Glamis Castle (pronounced “Glamz”) was begun as early as the eleventh century and has a long and storied history, but today it is most famous as the childhood home of Elizabeth Bowes-Lyon, who became the Queen Consort of King George VI of the United Kingdom and later the much-beloved Queen Mother of the present monarch, Queen Elizabeth II. Queen Elizabeth’s younger sister, Princess Margaret, was born at Glamis Castle.
In Scotland Glamis Castle is second only to Balmoral Castle as a stop on a tour of royal residences. The current owner, the Earl of Strathmore, is the queen’s great-nephew. His family, the Lyons, has owned this Scotland castle since 1372, when it was gifted by Robert II of Scotland to Sir John Lyon. The present Earl maintains the Glamis Castle library, the royal apartments, and the sculpted grounds.

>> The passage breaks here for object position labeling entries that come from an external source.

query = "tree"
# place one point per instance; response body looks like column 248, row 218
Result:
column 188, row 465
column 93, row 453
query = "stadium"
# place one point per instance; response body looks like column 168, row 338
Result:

In Scotland Glamis Castle is somewhat architecturally unique, resembling a French chateau like Chenonceau more than a medieval fortress like Stirling Castle. There has been some kind of fortress on the site for over a 1,000 years and the medieval turret at the center of the castle main keep of the castle dates from the 1300s. Most of the current Glamis Castle, including the majestic towers, was built the seventeenth and eighteenth centuries, when the building was no longer used as a defensive structure.
In Scotland Glamis Castle is as famous for the mythology surrounding it as for its history. Shakespeare named his tragic hero Macbeth Thane of Glamis, and for many years this Scotland castle was thought to be the site where Macbeth murdered King Duncan. (Duncan’s ghost was even rumored to haunt Glamis Castle.) Other ghosts are also supposed to haunt Glamis Castle library and its many halls and rooms. A seat in the castle’s chapel is reserved for the legendary “Grey Lady”; a long-dead Earl is said to still be playing a game of cards in one of the bedrooms; the ghost of Lady Glamis, who James V had burnt as a witch, has been “sighted” haunting the halls; and the body of a deformed child is supposedly still resting in a bricked-up room.
Like Brodick Castle on the Isle of Arran, Glamis Castle features on the Bank of Scotland’s banknotes. Glamis Castle is located about 12 miles north of the major Scottish city of Dundee,
Taken on film, with Pentax.
Converted to digital.
Textures from my p/f.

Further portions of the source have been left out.